Obama has previously embraced some Republican-proposed savings for the programs—such as using a less generous measure of inflation to calculate benefits. However, Obama’s acceptance of a more realistic inflation measure (known as chained-Consumer Price Index) was tied to a failed “grand bargain” on both taxes and spending.
The president has repeatedly said he will not bargain over raising the $16.4 trillion debt ceiling.
"The debt ceiling is about spending that has already occurred," House Minority Leader Nancy Pelosi, D-Calif., said on CBS’ “Face the Nation.” "Right now, we have to pay the bills that have been incurred. And if you want to say 'cut spending for what we do next,' fine, but don't tie it to the debt ceiling."
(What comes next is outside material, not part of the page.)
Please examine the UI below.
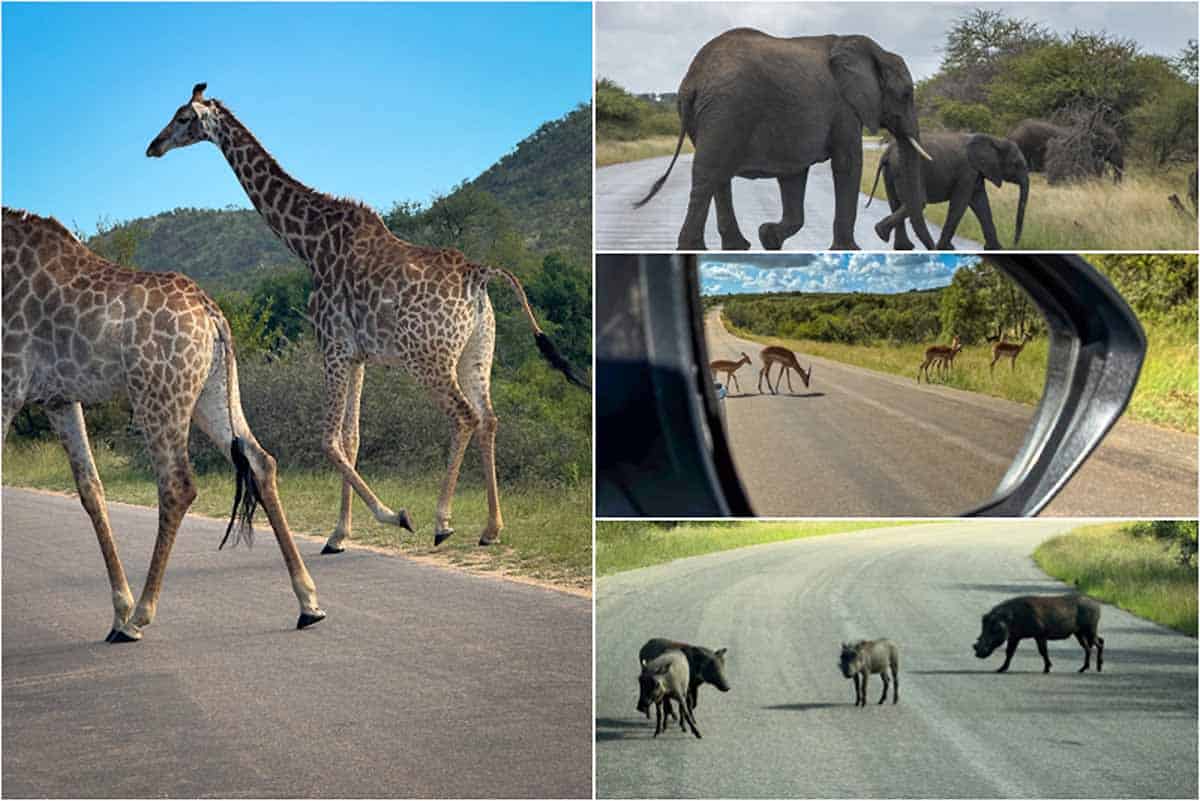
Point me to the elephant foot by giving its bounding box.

Instead, Obama and congressional Democrats say they intend to address the deficit with more tax increases, in addition to spending cuts. Rep. Chris Van Hollen, D-Md., said Sunday that congressional Republicans will have to back down on their demand that any tax reform be revenue neutral.
"If Mitch McConnell is going to draw that line in the sand, it's going to be a recipe for more gridlock," the ranking Democrat on the House Budget Committee told “Fox News Sunday.”
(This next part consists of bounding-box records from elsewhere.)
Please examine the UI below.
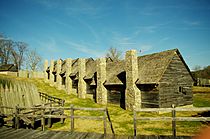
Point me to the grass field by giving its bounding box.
[1,75,210,135]
[29,80,210,135]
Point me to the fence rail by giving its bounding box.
[133,105,210,139]
[0,104,115,136]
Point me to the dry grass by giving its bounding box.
[192,86,210,93]
[0,75,210,135]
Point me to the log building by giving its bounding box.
[44,49,194,109]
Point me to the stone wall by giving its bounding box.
[43,50,192,110]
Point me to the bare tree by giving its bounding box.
[106,47,122,61]
[26,50,42,71]
[12,42,28,70]
[0,34,13,64]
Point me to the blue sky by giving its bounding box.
[0,0,210,69]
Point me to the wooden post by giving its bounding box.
[61,99,65,124]
[41,104,45,131]
[48,104,52,128]
[31,110,35,129]
[133,110,137,139]
[70,105,74,132]
[106,108,115,134]
[172,104,176,139]
[14,105,20,129]
[104,110,106,138]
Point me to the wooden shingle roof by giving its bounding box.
[136,49,178,84]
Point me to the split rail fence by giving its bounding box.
[0,104,115,136]
[133,105,210,139]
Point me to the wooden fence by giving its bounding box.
[0,103,115,136]
[133,105,210,139]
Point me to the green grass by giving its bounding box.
[1,75,210,135]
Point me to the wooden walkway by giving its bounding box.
[0,127,192,139]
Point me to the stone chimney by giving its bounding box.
[125,50,141,110]
[78,58,87,98]
[56,59,62,90]
[49,60,54,85]
[44,60,48,82]
[96,58,107,104]
[65,58,72,94]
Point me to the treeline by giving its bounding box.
[192,66,210,79]
[0,34,42,71]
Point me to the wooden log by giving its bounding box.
[70,105,74,132]
[103,110,106,138]
[171,104,176,139]
[14,105,20,129]
[48,104,52,128]
[61,100,65,124]
[41,105,45,131]
[133,110,137,138]
[106,108,115,134]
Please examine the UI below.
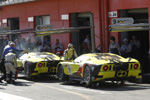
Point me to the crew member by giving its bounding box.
[64,43,77,60]
[5,50,17,83]
[109,36,121,55]
[52,39,64,54]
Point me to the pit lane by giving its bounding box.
[0,77,150,100]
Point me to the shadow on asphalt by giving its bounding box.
[61,83,150,91]
[20,76,60,83]
[13,80,33,86]
[18,76,150,91]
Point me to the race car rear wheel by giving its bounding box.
[24,63,30,78]
[83,66,92,87]
[57,65,64,81]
For some economists, the only way to explain Washington is through the cinematic adaptation of a J.R.R. Tolkien epic.
“These days the US budget process is like the movie ‘The Hobbit’: a seemingly endless journey that alternates between rather boring dialogue and increasingly bloody battle scenes with a last-minute escape,” Bank of America Merrill Lynch economists Ethan Harris and Michelle Meyer wrote in a note to clients. “The fiscal cliff was the latest such battle, but ahead lay the three great gorges: the spending sequester, the continuing budget resolution and the debt ceiling. We have vanquished the goblins, but Gollum, the trolls and the dragon lie ahead.”
That summary hints at the problematic tenor of the conversation right now. Two months ahead of the deadline, it’s largely unclear what the last-minute escape looks like this time around. Republicans and Democrats each refuse to back down from their positions on the debt ceiling, yet both claim the other side will surrender and prevent the nation from a historic default. They exhibit little faith in each other, while trusting that there will be a safe outcome.
"Well, absolutely we're going to not default,” House Ways & Means Committee Chairman Dave Camp told Bloomberg TV on Friday. “That's just not even part of the issue.”